Ad Lightning Inc. v. Clean.io, Inc.

CourtDistrict Court, S.D. New York
DecidedAugust 7, 2020
Docket1:19-cv-07367
StatusUnknown

This text of Ad Lightning Inc. v. Clean.io, Inc. (Ad Lightning Inc. v. Clean.io, Inc.) is published on Counsel Stack Legal Research, covering District Court, S.D. New York primary law. Counsel Stack provides free access to over 12 million legal documents including statutes, case law, regulations, and constitutions.

Bluebook
Ad Lightning Inc. v. Clean.io, Inc., (S.D.N.Y. 2020).

Opinion

UNITED STATES DISTRICT COURT SOUTHERN DISTRICT OF NEW YORK

AD LIGHTNING INC., Plaintiff, 19-CV-7367 (JPO) -v- OPINION AND ORDER CLEAN.IO, INC., Defendant.

J. PAUL OETKEN, District Judge: Ad Lightning Inc. brings suit against Clean.io, Inc. (“Clean”), arguing that Clean misappropriated its trade secrets under the Defend Trade Secrets Act, 18 U.S.C. § 1836 et seq., and Washington’s Uniform Trade Secrets Act, Revised Code of Washington § 19.108 et seq. Clean has moved to dismiss the complaint for failure to state a claim. For the reasons that follow, the motion is granted.
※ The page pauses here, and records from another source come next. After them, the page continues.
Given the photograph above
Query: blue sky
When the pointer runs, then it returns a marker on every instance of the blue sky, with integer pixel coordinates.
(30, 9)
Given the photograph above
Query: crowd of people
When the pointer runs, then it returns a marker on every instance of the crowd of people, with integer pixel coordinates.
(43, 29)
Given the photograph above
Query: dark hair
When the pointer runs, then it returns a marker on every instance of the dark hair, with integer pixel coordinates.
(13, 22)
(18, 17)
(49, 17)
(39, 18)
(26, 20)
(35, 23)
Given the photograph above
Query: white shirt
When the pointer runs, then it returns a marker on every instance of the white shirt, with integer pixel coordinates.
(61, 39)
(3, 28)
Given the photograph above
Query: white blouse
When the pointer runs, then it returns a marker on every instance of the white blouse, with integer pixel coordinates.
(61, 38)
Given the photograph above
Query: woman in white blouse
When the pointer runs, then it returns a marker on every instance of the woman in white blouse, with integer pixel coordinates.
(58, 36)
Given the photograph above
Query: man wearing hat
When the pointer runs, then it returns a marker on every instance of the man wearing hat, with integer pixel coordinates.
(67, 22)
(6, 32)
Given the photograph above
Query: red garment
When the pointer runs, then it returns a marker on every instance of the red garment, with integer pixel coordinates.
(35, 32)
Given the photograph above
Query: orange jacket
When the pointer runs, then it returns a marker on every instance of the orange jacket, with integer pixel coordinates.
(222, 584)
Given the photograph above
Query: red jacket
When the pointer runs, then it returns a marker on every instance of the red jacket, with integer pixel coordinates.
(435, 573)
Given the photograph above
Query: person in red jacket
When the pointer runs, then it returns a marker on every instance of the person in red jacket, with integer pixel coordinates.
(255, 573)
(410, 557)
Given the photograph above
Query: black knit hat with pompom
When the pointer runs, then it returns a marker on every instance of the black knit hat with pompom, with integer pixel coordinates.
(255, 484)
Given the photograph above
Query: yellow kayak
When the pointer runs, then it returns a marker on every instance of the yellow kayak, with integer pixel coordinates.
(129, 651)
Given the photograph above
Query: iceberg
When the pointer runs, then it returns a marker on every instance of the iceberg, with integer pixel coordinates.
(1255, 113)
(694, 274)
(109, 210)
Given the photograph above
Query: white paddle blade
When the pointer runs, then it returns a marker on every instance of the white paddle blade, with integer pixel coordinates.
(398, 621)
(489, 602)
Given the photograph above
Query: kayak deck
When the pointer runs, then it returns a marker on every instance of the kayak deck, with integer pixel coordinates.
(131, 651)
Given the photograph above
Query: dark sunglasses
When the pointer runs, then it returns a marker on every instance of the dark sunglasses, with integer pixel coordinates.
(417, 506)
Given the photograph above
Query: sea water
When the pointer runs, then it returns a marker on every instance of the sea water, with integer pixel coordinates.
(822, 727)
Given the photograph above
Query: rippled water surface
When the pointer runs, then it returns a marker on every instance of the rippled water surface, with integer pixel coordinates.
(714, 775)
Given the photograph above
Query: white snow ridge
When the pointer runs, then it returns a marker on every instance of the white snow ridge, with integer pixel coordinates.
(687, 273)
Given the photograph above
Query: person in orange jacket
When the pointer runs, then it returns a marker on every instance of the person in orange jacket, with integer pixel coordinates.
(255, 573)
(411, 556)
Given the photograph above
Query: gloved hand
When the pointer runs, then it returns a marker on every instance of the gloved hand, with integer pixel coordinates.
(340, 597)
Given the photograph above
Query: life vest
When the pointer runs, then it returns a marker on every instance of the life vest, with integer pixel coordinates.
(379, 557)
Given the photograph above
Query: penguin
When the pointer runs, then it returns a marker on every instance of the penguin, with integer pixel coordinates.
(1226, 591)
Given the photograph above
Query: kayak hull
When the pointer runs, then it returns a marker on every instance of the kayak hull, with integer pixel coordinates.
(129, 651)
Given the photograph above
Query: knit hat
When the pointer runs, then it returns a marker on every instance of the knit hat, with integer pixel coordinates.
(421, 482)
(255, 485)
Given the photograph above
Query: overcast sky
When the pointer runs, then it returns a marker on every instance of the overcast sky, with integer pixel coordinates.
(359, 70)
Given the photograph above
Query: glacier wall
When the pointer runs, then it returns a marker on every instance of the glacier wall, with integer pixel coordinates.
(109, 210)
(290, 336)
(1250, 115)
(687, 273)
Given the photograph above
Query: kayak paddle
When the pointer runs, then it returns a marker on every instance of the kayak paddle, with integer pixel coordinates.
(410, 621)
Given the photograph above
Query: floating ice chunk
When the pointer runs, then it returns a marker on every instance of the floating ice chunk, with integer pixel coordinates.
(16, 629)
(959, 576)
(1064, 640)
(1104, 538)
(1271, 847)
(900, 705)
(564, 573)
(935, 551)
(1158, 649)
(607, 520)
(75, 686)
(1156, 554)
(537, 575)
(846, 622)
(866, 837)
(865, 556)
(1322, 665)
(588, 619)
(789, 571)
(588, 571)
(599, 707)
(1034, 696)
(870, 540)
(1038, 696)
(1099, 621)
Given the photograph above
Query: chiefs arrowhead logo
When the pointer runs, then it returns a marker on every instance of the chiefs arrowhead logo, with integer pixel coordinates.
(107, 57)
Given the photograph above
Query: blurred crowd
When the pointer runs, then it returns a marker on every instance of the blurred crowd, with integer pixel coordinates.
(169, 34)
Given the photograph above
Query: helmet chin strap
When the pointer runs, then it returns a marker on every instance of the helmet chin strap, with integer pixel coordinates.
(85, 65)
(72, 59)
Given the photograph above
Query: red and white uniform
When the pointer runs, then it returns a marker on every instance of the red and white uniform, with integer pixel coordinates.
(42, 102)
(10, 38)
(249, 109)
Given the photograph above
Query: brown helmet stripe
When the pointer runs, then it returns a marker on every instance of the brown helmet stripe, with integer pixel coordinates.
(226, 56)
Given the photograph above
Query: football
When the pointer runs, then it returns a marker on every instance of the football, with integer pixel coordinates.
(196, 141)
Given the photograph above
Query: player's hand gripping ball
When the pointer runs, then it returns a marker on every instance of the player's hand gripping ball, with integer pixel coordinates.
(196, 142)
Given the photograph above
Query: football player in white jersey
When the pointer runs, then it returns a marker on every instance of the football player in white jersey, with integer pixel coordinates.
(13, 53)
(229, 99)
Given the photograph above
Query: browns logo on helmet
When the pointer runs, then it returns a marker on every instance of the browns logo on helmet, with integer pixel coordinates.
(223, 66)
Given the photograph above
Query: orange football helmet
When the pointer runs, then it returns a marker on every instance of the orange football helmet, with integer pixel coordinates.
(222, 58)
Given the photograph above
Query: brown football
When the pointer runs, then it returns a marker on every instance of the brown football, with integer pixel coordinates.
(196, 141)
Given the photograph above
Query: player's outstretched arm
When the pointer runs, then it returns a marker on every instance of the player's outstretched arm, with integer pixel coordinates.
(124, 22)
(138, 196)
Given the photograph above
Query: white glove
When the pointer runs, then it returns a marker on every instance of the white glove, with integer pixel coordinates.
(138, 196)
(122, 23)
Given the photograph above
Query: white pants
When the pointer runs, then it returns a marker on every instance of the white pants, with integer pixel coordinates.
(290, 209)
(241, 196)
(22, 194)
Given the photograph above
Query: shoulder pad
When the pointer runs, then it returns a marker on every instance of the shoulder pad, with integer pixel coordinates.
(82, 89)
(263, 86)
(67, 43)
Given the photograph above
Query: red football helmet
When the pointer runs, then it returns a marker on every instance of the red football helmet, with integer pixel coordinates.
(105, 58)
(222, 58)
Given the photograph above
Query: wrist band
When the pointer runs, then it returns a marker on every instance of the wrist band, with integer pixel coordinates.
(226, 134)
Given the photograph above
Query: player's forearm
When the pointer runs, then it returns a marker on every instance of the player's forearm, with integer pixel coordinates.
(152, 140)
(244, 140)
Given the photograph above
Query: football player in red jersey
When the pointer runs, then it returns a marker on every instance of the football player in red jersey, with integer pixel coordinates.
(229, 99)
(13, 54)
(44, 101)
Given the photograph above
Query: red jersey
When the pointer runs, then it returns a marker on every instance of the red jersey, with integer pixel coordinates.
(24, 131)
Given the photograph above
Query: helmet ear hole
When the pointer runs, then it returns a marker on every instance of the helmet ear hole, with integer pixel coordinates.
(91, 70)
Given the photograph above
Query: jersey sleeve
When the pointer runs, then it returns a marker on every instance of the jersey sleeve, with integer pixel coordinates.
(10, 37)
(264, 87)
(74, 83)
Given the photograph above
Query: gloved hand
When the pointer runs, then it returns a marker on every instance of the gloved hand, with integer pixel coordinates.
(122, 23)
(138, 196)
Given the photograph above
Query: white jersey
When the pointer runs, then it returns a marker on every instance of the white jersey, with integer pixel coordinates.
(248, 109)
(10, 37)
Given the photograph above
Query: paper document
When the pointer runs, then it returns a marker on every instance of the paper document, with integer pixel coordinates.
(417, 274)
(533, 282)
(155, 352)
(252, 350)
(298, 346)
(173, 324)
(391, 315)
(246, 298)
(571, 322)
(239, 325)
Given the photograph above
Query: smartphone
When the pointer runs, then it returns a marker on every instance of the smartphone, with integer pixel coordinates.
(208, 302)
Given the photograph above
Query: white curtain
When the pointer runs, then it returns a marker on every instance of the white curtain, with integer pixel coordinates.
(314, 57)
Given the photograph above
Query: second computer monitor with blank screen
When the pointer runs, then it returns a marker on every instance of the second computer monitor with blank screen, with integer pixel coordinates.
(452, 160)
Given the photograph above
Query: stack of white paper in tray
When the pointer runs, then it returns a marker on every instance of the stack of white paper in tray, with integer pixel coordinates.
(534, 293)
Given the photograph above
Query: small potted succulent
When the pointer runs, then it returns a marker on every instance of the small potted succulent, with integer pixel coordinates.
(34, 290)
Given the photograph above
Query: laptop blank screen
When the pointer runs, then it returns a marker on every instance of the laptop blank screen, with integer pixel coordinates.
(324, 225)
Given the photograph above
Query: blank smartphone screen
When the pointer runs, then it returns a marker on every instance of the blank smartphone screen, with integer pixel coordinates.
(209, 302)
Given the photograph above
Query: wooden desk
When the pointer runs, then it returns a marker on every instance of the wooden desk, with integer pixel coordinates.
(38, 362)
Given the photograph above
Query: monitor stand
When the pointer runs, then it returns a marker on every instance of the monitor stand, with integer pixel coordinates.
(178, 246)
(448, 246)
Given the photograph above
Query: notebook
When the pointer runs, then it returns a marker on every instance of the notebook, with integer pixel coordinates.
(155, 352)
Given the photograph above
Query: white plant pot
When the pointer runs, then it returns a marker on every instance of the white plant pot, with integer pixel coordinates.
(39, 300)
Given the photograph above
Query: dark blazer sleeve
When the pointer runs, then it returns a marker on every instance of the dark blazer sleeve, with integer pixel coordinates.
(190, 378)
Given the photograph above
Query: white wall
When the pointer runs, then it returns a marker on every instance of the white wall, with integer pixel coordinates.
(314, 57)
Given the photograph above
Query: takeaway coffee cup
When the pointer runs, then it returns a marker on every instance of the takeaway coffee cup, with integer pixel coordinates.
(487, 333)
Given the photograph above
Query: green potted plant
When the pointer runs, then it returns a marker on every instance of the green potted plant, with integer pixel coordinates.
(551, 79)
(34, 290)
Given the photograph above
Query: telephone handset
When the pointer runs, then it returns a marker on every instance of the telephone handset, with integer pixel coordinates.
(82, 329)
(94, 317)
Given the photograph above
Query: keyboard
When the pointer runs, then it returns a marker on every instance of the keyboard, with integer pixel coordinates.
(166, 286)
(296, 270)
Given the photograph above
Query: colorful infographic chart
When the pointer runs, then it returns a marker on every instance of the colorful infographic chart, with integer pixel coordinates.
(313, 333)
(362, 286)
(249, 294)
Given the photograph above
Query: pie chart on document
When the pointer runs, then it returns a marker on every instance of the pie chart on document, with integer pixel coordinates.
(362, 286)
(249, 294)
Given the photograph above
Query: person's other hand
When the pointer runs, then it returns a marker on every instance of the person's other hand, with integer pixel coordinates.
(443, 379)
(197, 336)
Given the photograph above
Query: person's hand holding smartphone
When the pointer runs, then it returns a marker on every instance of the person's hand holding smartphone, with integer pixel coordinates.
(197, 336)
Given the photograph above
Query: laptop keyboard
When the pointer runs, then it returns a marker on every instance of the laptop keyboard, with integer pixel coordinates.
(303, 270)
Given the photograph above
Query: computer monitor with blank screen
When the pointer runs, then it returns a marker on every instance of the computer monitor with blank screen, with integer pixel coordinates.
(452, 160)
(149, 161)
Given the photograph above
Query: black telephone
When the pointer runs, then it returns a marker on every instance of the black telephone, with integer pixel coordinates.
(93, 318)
I. Background The following facts, drawn from the complaint, are presumed true for the purpose of this motion. (See Dkt. No. 1 (“Compl.”).) Plaintiff Ad Lightning Inc. is a technology company that helps customers weed out suspicious advertisements on their websites. (Compl. at 1 ¶ 1.1) From August to November 2017, Ad Lightning participated in an accelerator program run by the advertising agency R/GA. (Compl. at 4 ¶¶ 7, 8.) The accelerator program was funded by Oath, Inc., now Verizon Media, which was separately testing Ad Lightning’s technology as a prospective client. (Compl. at 4 ¶¶ 9, 10.)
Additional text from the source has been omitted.